Meridian Digital Theatre surround-sound music system Page 6

The only orchestral disc with which I preferred Direct was the recent Nature's Realm disc from Wolfgang Sawallisch and the Philadelphia Orchestra (Water Lily WLA-WS-66-CD). This spectacular recording was made with a single crossed pair of mikes, and sounded right only with a Blumlein arrangement of the two DSP6000s, each toed-in 45 degrees. In either Music or Trifield mode, the precision of instrument placement was obscured.

Synthesizing surround
Meridian's 861/DSP6000 proved a superb two-channel system, and the addition of a center channel (Trifield) was almost always an improvement. But what happened when, using normal (nonencoded) two-channel sources, I added the two remaining?

First, I synthesized a surround channel and added it to an L/R or Trifield front, but all that accomplished was to make the sound blowsy and indistinct. Sure, I was more immersed in the soundfield, but that soundfield was far from realistic, and the effect was unpleasant and unmusical. Adding the rear channels to Trifield meant going from palpability to vagueness. I fiddled a bit with the relative level of the rear speakers, but always found the optimum level to be the minimum level.

It was a much different, if more complex, story with discs that were recorded with surround or rear-channel information intended for extraction from the two-channel mix. With Dolby Surround discs, such as Strauss' Also sprach Zarathustra with Lorin Maazel and the Bavarian Radio Symphony (RCA 68225-2), there was a welcome sense of "place"; I felt closer to and more intimately involved in the music. This effect was so enjoyable that I even sat through all of Andrew Litton and the Dallas Symphony's new recording of Mahler's Symphony 2 (Delos DE 3237), even though I find the performance torpid and uninspired. Mahler's massive forces were so much less constrained with Pro Logic decoding.

I used Delos' DVD Music Breakthrough (Delos DV 7002) for many auditions because it offers both Dolby Surround and Dolby Digital tracks. When I listened to the Dolby Surround program in two channels, the listening window was as wide as the room but far away. Orchestra and soloists were arrayed widely, but extended back from the plane of the speakers. Violins had a distinct edge, but reverberation and decay endowed each instrument with an aura of ambience.

I then switched the 861 into Pro Logic and the change was amazing. First, the instruments seemed less widely spread out.

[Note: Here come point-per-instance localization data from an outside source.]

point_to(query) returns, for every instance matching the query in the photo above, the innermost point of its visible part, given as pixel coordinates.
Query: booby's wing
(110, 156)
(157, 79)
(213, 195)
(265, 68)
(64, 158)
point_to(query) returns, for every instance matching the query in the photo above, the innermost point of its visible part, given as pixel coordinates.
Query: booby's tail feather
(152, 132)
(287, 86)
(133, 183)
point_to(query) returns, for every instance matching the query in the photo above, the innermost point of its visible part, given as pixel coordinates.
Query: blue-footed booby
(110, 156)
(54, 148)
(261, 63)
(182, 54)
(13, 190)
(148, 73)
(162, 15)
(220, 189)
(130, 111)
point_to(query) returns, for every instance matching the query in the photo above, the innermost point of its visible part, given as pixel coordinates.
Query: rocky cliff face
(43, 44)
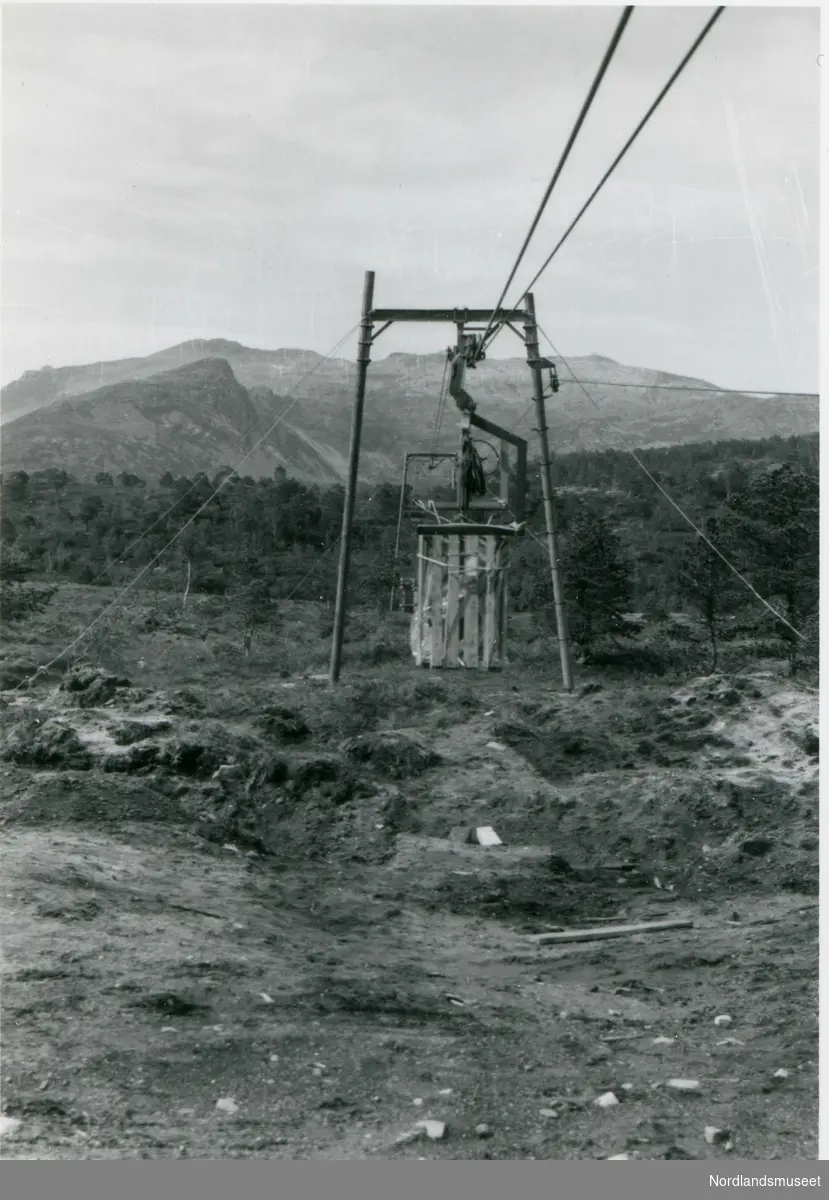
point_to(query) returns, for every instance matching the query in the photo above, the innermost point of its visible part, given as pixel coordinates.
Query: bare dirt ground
(304, 939)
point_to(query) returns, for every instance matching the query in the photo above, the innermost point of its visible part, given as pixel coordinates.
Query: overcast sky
(230, 172)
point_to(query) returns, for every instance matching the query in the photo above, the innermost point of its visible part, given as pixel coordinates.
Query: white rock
(433, 1129)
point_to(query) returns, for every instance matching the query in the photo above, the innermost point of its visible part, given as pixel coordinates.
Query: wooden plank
(490, 600)
(420, 599)
(437, 575)
(470, 631)
(503, 598)
(594, 935)
(454, 605)
(449, 316)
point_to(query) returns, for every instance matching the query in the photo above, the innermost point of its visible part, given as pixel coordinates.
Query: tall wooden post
(364, 359)
(533, 355)
(400, 529)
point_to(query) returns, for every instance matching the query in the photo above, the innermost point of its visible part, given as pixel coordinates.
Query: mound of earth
(90, 687)
(394, 755)
(47, 744)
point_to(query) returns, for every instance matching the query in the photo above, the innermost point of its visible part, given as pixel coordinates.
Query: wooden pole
(400, 527)
(533, 355)
(364, 359)
(595, 935)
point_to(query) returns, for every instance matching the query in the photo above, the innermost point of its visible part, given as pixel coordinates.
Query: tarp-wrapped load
(460, 618)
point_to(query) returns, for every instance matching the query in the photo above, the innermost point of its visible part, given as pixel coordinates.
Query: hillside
(185, 420)
(148, 415)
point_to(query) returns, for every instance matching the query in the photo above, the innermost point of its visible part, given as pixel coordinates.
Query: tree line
(624, 549)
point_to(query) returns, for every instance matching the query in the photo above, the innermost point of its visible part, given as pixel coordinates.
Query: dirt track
(358, 960)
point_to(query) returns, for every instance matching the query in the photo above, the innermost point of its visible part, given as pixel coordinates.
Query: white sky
(230, 172)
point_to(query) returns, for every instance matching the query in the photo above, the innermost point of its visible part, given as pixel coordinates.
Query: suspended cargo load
(461, 604)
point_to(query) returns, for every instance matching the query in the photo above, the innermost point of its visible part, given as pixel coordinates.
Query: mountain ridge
(204, 403)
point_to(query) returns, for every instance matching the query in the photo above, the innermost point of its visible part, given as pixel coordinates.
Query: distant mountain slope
(203, 405)
(191, 419)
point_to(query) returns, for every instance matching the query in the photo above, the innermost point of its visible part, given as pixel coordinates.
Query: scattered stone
(811, 742)
(433, 1129)
(8, 1126)
(757, 846)
(474, 835)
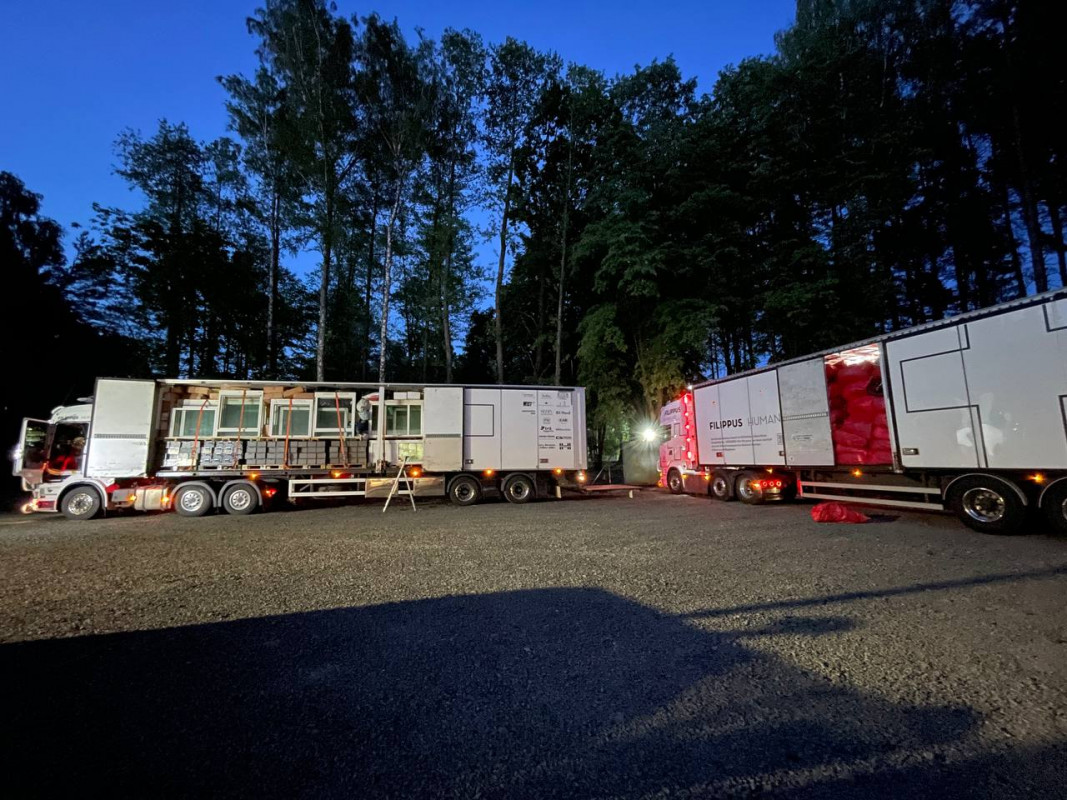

However, they were more "naked," less cloaked by hall ambience, and the violins were less edgy. The best part was that the listening window was now much closer to me; in other words, I was "seeing" into more of the concert hall. At no time was I distracted by inappropriate signals from sides or rear. Still, I was not so much "inside" the hall as standing on its threshold.

An older technology for achieving a similar end is Ambisonics. These recordings are made with a single, "Soundfield" microphone and are usually labeled "UHJ encoded." So far as I know, only Nimbus Records continues to regularly offer such recordings. Since I am a devotee of the Hanover Band's recordings on Nimbus, I was anxious to hear them, for the first time, properly decoded. I popped in the Band's CD of Weber overtures (Nimbus NI 5154), which has afforded me great pleasure over the years, expecting to be overwhelmed.

I wasn't. Certainly, as decoded by the 861's Ambisonics mode, Nimbus' characteristically ripe reverberation was now more enveloping and natural, but there was a loss of immediacy with the instruments, which now were almost dwarfed by an apparently immense recording venue. One can adjust the 861 to simulate different seating positions with Ambisonic decoding, but although these adjustments changed my proximity to the instruments, none eliminated the dominance of the reverb.

But all was not lost. The Test Discs from Hi-Fi News & Record Review include several UHJ-encoded tracks, both of music and of sound effects, which were greatly improved with proper decoding. Mike Skeet's infamous garage-door slam-and-kick routine (HFN 003) was spine-tingling---I felt as if I'd been trapped in that garage. The small "Feeny Poppers" cannons (HFN 015) could be heard to have been placed in an obliquely receding line as they were fired in series.

Finally, I recalled that the Cowboy Junkies' The Trinity Session (BMG 8568-2-R) had been recorded with a Soundfield mike. What a coup! This recording needs no introduction, but if you haven't heard it decoded, you don't know how eerily realistic it is. With the 861 on Ambisonic and five DSP speakers, I was inside that Toronto church on that November night in 1987. All the subtle little sounds (air conditioning, footsteps, incidental instrument noises, etc.) that audiophiles detect with relish were not only revealed, but were part and parcel of the band's enhanced presence. Add to that the greater immediacy of the voices and instruments, and although I've heard this disc perhaps too often, I was hooked into listening to all of it again. Although there may be controversy about whether the Soundfield mike was actually in Ambisonic mode at this session, it was the most heartening indication I've heard so far that multichannel could be more than a gimmick for audio.